The family is social penicillin: the super drug which can cure so many social diseases. Equally, the decline of the British family since the early sixties has lead directly to the rise of every social problem, most notably madness and crime. If ever there were a fit subject for reverence, it is the family. So is this the moment for a Tory leader to be calling for homosexual marriage? There is no obvious reason for believing that this would lead to a further erosion of family life. But for millenia, a family has been an institution formed by a marriage between a man and a woman, for the procreation of children. This is no moment for a shallow, trendy, thoughtless incursion into the sacred places of human experience: the sacred legacies: the sacred lights, needed more than ever to guide us along the dark pathways of an embattled future.

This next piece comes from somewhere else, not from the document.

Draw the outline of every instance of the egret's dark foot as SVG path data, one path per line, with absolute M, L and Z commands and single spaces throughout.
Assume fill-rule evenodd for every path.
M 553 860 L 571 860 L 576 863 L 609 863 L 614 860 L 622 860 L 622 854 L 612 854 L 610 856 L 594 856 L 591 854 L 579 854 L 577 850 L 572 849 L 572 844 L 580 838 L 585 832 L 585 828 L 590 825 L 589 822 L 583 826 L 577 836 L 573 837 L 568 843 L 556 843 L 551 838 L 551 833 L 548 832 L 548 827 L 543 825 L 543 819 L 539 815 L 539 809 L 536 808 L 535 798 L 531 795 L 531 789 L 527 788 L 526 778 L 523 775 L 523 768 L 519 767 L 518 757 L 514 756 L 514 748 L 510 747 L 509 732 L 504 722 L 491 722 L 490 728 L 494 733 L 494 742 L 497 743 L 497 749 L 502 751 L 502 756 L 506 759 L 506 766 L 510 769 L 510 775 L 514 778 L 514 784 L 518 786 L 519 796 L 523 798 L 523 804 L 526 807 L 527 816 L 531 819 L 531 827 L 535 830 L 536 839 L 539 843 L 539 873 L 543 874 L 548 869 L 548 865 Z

The House of Lords may seem a long way from the family, but it has endured the conflicts of the centuries. It has also been the beneficiary of successful evolution. The introduction of Life Peers in the late Fifties was a supreme example of a change which worked. The opposite is true of Tony Blair's changes. Now, Nick Clegg is seeking a further thoughtless experiment. Mr Clegg wanted to destroy our currency. Fortunately, he was prevented. He then turned his destructiveness on the electoral system: No joy there either. But his is now behaving like an over-tired spoiled child, set on mayhem before bedtime. He has been kept out of the crockery cupboard. He has not been allowed to trash the drawing room. But he is still determined to wreck something, so what about the House of Lords? An elected House of Lords would be a second-rate House of Commons. Does anyone believe that this country now needs a second-rate House of Commons? If David Cameron is weak enough to allow Mr Clegg to vent his childish destructiveness on the Lords, the Tory party must rise up and prevent him.
Apropos rising up, it is time for the Prime Minister himself to do exactly that, in defence of the Union. I believe that David Cameron has deep music in his soul. He also has the voice and the command to turn his convictions into oratory and inspiration. Yet he is failing do do so. What profiteth a Tory leader if he negotiates his way through a few economic difficulties, while losing Scotland and turning the House of Lords into a county council? Would history forgive him, even if he were able to claim that amidst the further disintegration of the family, the further rise in the divorce rate, the further increase in the illegimacy rate - this was the Tory leader who introduced homosexual marriage? In most respects, this is a good government which could become an outstanding one. Welfare, eduction, the deficit: fighting Toryism in confident mode. But more is needed, in defence of the ancient and the sacred. The Tory party must assist its Leader to recover his Tory intellectual self-confidence - while insisting that nothing less will do.